En fin de contrat chez Ineos-Grenadiers, DVB se retrouve forcément en position de force pour renégocier son contrat. Courtisé ces derniers jours par le rival de Jumbo-Visma, Van Baarle a montré aussi qu’il était un habile négociateur en maîtrisant aussi l’art de faire monter les enchères en toute discrétion. L’art de toujours sentir les bons coups, encore…
Aucun regret pour Van Aert qui aura une belle carte à jouer à Liège
Cette victoire sans discussion de Dylan Van Baarle atténuera probablement les regrets d’un Wout Van Aert, impressionnant pour son retour à la compétition (et malgré les doutes de Marc Van Ranst et d’autres), trois semaines après une infection au coronavirus qui l’avait privé du Tour des Flandres. Son grand rival van der Poel, heureux de retrouver le Belge sur une course, était sans doute trop court comme on a pu le constater sur plusieurs secteurs pavés. Mais preuve que les deux hommes se connaissent comme leur poche, Van Aert avait dit que MVDP ne venait pas à Milan-San Remo sans ambition. Il sera troisième. Et le petit-fils de Raymond Poulidor avait directement directement affirmé la même chose pour son rival d’Herentals, deuxième dimanche.
En attendant, ces deux champions d’exception continuent de tourner autour de la classique qui leur semblait le plus promis. van der Poel avait obtenu son premier podium sur le Vélodrome en octobre dernier (3e), WVA l’a imité en faisant un peu mieux ce dimanche. Une nouvelle place de premier dauphin en plus qui doit expliquer pourquoi Poulidor appréciait le rival de son petit-fils. Après le Tour des Flandres (2e en 2020) et Milan-San Remo (3e en 2021), Van Aert s’offre un troisième podium sur un Monument en plus de sa victoire sur la Primavera en 2020.
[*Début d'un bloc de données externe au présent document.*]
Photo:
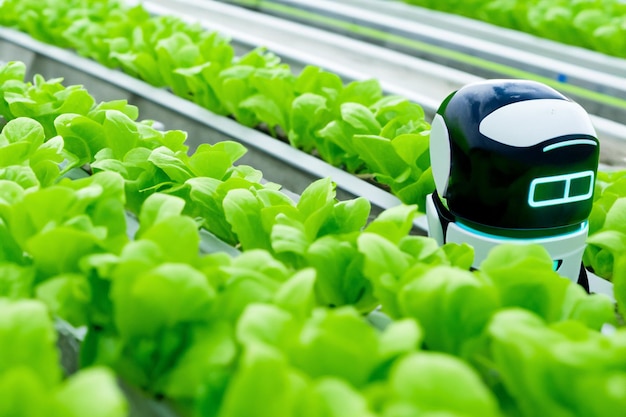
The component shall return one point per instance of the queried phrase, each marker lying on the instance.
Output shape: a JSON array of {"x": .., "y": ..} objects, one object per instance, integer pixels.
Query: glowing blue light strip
[
  {"x": 566, "y": 197},
  {"x": 480, "y": 233},
  {"x": 570, "y": 143}
]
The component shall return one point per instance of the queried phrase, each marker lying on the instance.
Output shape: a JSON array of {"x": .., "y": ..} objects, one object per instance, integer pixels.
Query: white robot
[{"x": 513, "y": 161}]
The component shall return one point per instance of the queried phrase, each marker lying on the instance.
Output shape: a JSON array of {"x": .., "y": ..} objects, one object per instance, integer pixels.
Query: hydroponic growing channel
[{"x": 206, "y": 290}]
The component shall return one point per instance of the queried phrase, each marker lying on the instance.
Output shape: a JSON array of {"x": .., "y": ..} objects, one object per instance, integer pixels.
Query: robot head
[{"x": 514, "y": 155}]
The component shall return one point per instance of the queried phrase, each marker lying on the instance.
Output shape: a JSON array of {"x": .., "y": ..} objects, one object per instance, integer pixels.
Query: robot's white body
[
  {"x": 513, "y": 162},
  {"x": 566, "y": 250}
]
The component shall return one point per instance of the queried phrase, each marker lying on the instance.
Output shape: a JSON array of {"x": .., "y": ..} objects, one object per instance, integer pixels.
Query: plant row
[
  {"x": 599, "y": 25},
  {"x": 353, "y": 126},
  {"x": 280, "y": 329}
]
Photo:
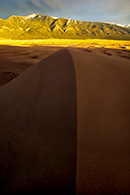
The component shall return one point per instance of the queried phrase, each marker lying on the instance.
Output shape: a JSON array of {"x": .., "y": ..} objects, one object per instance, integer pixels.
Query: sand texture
[{"x": 65, "y": 125}]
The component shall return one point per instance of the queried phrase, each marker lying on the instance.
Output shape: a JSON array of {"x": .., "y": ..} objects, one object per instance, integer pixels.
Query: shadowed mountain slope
[{"x": 41, "y": 27}]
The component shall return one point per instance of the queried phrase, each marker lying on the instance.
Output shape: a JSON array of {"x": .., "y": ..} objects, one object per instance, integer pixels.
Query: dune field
[{"x": 64, "y": 119}]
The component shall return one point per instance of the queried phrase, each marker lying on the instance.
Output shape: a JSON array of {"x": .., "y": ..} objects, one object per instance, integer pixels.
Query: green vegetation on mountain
[{"x": 44, "y": 27}]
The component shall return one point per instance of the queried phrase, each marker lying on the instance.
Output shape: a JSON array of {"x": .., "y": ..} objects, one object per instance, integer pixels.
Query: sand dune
[{"x": 64, "y": 125}]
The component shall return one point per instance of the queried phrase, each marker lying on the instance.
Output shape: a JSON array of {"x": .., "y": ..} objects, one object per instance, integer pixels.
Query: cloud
[{"x": 77, "y": 9}]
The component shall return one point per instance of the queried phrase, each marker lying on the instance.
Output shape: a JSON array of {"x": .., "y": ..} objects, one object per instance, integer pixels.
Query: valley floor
[{"x": 69, "y": 42}]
Le champion de Belgique prolongera sa campagne des classiques sur les routes de Liège-Bastogne-Liège dimanche prochain. En l’absence de Primoz Roglic, blessé, il sera sans doute le leader de la Jumbo-Visma (avec Jonas Vingegaard). Sur base de sa dernière étape sur Paris-Nice où il avait sauvé le maillot jaune de Roglic et de l’épreuve olympique de Tokyo où il avait pris l’argent, qui sait si Wout Van Aert ne s’offrira pas son deuxième Monument là où on ne l’attendait pas directement. Après, il faudra évidemment suivre ce diable de Tadej Pogacar, impressionnant quelles que soient la saison ou le revêtement. Mais le Slovène devra cependant être très solide aussi pour se débarrasser d’un coureur qui sera probablement favorisé par un final de parcours liégeois moins dur depuis que la ligne d’arrivée se rejuge au Boulevard d’Avroy.